The Mystery is incomprehensible because it is beyond our capacity of understanding, it is transcendent. It is reasonable and not irrational to accept it. Irrational would be accepting as true contradictory or ridiculous things (a square circle, or saying that two plus two is five), but it is not irrational to accept as real the fragment of the Mystery that we can know, even while the fullness of the Mystery lies beyond our grasp. Comprehending the exceptional nature of the person of Jesus and going deep into the verification of the truth of everything. He claims to be an offer, this constitutes a challenge for the head and the heart; even if they are overwhelmed by what is before them, nevertheless, they are not annihilated, but invited to a new form of openness.

You asked me how to obtain a proof, but after all these thoughts I can only respond you that the single possible ‘verification’ for our faith resides in readiness to compare whether what is offered by the Mystery corresponds to the profound hunger of our heart. Don’t you think that this is the most fascinating thing of all?
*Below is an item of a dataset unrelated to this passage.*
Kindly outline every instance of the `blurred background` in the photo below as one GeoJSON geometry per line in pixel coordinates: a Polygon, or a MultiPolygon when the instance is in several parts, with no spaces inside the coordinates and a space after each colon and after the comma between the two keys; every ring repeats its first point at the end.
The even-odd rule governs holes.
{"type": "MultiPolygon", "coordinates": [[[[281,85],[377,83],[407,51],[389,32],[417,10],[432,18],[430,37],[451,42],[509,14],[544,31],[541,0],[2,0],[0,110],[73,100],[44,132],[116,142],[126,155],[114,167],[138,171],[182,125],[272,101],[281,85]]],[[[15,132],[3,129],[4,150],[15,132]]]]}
Next month I am going to travel to Jerusalem, the centre of the Mystery. Write me before then so that I can keep going accompanied by your questions.

How are you facing the end of term?

Your old professor

-----------------------------------

Notes:

[ix] V. FRANKL, El hombre en busca del sentido último, Paidós, Barcelona, 1999, p. 204. Quote from the Spanish edition as translated by M. SZALAY & A. RICHES. For an English edition, cf. Man ́s Search for Meaning, Beacon Press, Boston, 2006.